Using LLAMA with ollama structured outputs to properly handle the JSON outputs.



In [9]:
from ollama import chat
from pydantic import BaseModel

class Result(BaseModel):
    name: str
    amount: int
    department: str
    interval: str

response = chat(
    messages=[
        {
            'role': 'system',
            'content':
            """
            You are an AI-powered email parsing tool designed to extract donation-related information with high precision and consistency.

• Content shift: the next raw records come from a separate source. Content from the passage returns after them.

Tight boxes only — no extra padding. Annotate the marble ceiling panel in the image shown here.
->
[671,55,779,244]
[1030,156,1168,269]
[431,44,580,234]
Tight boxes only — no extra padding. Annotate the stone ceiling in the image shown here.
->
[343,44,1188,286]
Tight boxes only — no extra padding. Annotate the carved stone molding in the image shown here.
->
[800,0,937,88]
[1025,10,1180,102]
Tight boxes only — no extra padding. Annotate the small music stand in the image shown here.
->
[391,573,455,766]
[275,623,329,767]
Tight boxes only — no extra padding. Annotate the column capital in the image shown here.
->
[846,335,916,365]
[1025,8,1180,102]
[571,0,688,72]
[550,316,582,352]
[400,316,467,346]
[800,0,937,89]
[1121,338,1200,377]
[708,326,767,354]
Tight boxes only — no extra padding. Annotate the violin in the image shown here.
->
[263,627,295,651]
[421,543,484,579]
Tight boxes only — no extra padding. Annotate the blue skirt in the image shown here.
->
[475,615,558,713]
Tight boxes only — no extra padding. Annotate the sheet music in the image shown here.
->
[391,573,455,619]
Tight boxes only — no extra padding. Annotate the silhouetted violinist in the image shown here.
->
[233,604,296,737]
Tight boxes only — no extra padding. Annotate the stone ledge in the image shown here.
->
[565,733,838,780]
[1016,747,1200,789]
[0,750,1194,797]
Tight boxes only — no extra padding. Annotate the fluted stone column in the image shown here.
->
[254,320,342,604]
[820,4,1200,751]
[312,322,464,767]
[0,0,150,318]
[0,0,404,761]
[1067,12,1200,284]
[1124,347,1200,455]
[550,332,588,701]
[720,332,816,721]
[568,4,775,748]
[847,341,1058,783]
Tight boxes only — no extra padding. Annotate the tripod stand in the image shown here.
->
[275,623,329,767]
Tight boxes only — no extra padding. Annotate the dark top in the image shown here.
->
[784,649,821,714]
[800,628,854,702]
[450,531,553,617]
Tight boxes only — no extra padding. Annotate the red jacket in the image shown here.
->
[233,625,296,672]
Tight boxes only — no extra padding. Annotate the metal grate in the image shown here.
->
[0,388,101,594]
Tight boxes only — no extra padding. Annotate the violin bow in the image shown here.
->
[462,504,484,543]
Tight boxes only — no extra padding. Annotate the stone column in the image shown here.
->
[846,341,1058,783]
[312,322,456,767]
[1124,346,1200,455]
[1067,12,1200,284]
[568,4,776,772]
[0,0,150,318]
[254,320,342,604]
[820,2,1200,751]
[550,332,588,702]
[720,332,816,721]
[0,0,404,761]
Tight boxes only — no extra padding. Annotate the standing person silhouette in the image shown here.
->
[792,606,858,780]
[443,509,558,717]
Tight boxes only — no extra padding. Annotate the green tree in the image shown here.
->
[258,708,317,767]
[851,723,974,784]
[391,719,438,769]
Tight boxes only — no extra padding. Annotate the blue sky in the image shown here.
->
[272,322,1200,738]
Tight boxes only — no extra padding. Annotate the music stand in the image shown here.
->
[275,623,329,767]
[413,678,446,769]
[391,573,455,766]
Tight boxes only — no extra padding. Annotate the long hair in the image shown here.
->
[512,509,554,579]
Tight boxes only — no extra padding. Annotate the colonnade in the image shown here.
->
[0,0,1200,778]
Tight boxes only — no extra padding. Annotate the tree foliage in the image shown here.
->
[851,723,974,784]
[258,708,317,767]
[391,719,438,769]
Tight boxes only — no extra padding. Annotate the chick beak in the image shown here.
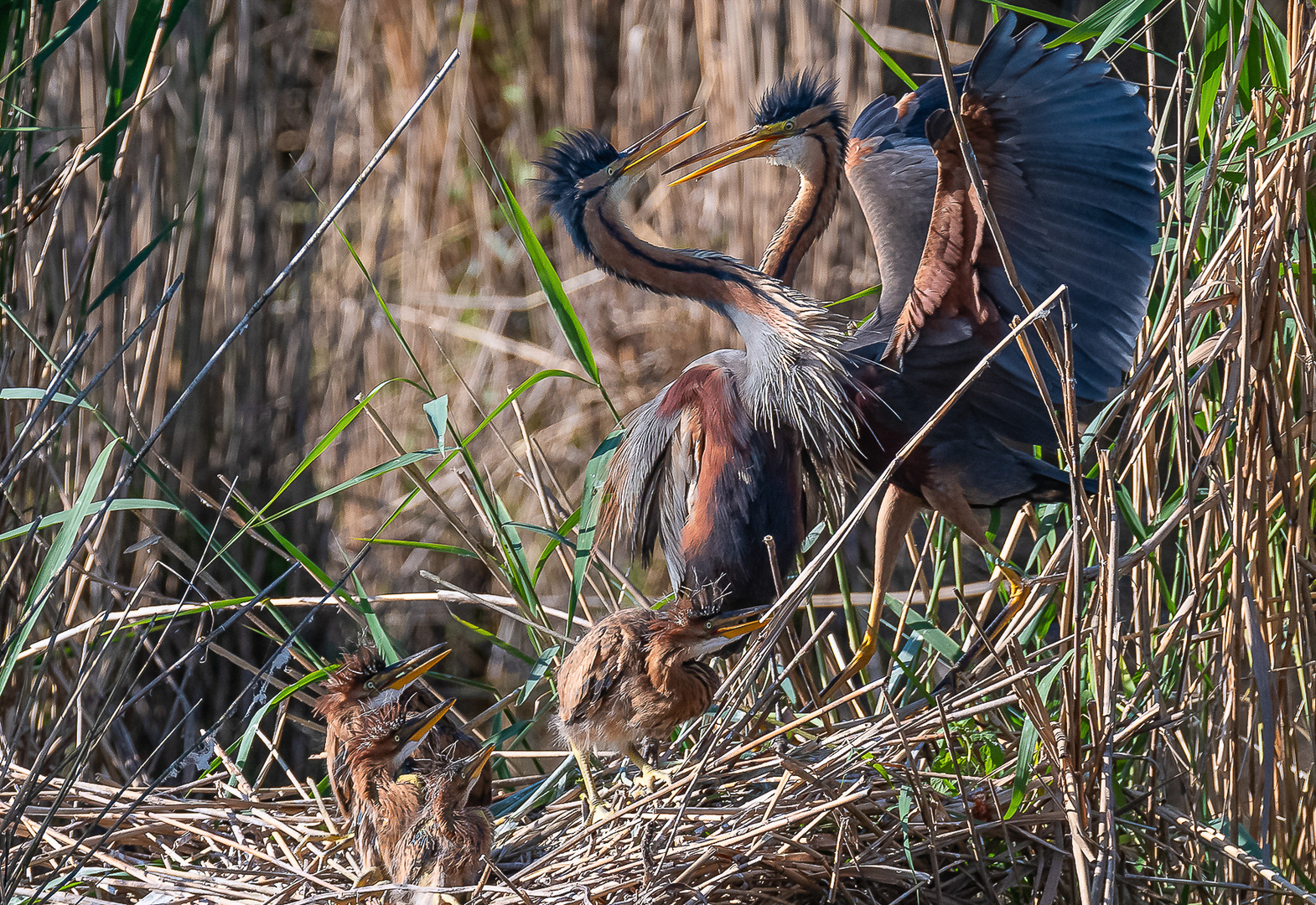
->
[619,111,706,175]
[663,125,794,185]
[458,744,494,785]
[708,607,767,639]
[375,644,452,692]
[396,697,457,750]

            Extraction Guidelines:
            - Currency Detection: Recognize amounts in multiple currencies (e.g., $, €, £, ¥)
            - Name Recognition: Extract full names, first names
            - Interval Parsing: Identify donation frequencies including variations like:
            * "monthly" / "month" 
            * "yearly" / "annual" / "per year"
            * "one-time" / "single" / "once"
            - Department: Identify the department or faculty associated with the donation (e.g., "Computer Science", "Price Faculty of Engineering")

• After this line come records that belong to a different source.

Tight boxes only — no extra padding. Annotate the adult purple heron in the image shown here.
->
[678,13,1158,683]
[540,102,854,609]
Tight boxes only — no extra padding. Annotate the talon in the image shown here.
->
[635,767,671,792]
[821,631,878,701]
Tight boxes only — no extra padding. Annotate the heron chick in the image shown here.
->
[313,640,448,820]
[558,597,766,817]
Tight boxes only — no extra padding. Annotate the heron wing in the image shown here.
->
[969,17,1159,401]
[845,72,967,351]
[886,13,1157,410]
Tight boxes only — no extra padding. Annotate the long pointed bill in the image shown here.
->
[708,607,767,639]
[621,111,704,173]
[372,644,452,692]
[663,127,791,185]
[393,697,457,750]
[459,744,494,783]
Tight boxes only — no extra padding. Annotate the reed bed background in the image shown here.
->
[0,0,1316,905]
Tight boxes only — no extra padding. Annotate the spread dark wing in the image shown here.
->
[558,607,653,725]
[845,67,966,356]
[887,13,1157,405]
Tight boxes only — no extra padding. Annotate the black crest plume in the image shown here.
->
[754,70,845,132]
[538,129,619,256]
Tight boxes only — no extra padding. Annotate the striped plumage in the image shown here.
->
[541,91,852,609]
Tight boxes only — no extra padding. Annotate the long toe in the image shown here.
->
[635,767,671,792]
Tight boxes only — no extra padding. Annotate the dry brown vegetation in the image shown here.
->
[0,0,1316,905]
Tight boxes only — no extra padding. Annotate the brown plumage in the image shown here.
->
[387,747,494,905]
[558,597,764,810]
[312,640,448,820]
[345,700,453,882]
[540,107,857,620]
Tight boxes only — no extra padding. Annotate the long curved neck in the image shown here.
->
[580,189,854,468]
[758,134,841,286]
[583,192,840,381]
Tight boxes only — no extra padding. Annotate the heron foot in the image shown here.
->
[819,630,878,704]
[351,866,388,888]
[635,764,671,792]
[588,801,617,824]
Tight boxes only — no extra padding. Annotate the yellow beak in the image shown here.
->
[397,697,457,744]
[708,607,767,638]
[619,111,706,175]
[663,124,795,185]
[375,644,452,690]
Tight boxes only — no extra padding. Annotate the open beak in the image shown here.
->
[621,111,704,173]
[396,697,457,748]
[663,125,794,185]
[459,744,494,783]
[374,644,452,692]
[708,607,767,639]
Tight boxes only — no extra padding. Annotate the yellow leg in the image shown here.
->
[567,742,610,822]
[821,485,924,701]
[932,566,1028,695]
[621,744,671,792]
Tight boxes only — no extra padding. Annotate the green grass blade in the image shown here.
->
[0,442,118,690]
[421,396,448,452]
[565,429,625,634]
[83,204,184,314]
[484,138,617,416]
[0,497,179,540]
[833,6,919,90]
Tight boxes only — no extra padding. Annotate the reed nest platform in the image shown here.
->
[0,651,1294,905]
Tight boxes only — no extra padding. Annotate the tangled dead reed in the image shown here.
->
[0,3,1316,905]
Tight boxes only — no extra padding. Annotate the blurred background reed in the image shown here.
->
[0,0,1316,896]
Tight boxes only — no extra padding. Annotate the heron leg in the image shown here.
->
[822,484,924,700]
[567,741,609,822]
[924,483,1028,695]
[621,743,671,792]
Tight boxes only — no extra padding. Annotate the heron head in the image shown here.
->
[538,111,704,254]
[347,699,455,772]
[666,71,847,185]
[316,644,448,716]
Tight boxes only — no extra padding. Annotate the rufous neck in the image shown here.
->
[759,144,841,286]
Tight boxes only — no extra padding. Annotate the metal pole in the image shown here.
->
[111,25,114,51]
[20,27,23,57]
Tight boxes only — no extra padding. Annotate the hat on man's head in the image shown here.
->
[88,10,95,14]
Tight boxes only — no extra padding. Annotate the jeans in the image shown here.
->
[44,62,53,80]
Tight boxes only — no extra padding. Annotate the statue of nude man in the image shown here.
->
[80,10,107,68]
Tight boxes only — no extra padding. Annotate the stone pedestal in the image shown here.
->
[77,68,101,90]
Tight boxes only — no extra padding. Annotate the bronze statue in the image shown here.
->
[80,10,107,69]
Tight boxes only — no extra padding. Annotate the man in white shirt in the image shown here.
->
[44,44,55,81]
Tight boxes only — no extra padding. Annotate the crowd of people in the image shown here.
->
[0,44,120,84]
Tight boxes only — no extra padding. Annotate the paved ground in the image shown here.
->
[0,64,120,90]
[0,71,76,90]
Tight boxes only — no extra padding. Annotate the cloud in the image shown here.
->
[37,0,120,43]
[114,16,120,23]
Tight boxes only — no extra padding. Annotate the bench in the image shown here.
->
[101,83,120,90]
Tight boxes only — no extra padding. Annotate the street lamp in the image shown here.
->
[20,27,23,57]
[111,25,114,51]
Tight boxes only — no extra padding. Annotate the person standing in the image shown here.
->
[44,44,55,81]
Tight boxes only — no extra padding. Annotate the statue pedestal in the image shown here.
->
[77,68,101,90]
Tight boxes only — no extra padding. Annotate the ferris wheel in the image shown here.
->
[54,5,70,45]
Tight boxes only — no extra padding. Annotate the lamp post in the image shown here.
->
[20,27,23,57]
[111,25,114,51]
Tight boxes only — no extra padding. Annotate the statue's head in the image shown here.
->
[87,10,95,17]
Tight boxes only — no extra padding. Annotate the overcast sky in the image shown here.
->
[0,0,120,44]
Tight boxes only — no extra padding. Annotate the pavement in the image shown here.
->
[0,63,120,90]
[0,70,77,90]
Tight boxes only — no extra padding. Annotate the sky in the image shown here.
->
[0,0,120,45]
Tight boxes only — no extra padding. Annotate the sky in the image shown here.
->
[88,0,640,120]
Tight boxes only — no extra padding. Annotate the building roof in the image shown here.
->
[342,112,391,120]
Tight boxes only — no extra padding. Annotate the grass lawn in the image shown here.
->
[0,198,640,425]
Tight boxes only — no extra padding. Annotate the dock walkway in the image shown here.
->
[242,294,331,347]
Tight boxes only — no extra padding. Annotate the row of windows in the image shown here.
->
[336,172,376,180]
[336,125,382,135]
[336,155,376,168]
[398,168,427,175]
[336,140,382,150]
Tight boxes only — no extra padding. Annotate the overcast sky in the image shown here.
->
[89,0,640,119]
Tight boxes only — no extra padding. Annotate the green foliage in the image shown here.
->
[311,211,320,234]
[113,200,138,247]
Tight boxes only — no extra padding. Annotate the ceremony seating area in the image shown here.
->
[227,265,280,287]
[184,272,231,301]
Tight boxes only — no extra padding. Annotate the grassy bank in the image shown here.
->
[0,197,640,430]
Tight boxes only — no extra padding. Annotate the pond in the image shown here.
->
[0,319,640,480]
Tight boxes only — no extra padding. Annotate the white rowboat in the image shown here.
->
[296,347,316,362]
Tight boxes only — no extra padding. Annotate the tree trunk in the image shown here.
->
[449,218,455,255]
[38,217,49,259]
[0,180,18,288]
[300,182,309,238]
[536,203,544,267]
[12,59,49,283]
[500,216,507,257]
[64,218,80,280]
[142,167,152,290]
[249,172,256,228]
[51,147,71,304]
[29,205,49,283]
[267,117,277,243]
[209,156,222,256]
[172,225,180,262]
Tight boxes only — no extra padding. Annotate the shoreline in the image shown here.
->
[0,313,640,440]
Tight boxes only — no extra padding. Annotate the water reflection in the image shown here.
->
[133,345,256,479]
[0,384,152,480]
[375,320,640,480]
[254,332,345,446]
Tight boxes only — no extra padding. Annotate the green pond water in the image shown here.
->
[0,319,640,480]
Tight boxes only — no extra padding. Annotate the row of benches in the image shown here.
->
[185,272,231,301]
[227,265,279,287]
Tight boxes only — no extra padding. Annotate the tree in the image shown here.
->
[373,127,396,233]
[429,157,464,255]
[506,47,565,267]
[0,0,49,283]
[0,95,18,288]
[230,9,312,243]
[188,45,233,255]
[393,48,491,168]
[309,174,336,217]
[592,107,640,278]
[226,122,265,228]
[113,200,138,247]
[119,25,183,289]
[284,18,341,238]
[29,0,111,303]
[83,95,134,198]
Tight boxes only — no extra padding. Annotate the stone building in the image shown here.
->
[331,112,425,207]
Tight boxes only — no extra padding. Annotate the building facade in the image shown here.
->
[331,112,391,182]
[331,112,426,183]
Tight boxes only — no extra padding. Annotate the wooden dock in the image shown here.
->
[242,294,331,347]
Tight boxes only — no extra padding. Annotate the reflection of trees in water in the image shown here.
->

            Parsing Considerations:
            - Handle variations in amount formatting (e.g., "$50", "50 USD", "50.00")
            - Extract information regardless of email section (subject, body, signature)
            - Case-insensitive matching for keywords

            Error Handling:
            - If multiple conflicting extractions exist, prioritize:
            1. Most recent mention
            2. Most explicit statement
            3. Full amount over partial amount
            - Return null if no confident extraction is possible

            Extraction Precision:
            - Aim for 90%+ accuracy in extracting donation details
            - Prioritize complete, unambiguous extractions
            - When in doubt, return null rather than guessing

            Output Format:
            You must always return the extracted data in the following JSON format, and nothing else:
            ```json
            {
            "amount": "[Extracted Amount or null]",
            "interval": "[Extracted Interval or null]",
            "name": "[Extracted Name or null]",
            "department": "[Extracted Department or null]",
            }
            ```
            }
            Important Rules:

            Do not include any additional text, explanations, or comments outside the JSON object.
            If any of the fields cannot be identified from the email, their value must be null.
            If the email contains no donation-related information, return:
            ```json
            {}
            ```
            """,
        },
        {
        'role': 'user',
        'content': 
            """
            Hi, a piano I have. Big and good, it is. Students use it, I want. How give it, can I? Olga
            """,
        }
    ],
    model='gemma2:2b',
    format=Result.model_json_schema()
)

donor = Result.model_validate_json(response.message.content)
print(donor)





name='Olga' amount=0 department='Students use it, I want' interval='null'


We see that this model does better on extracting the data that is more relavant but struggles on handling multiple contexts in a message.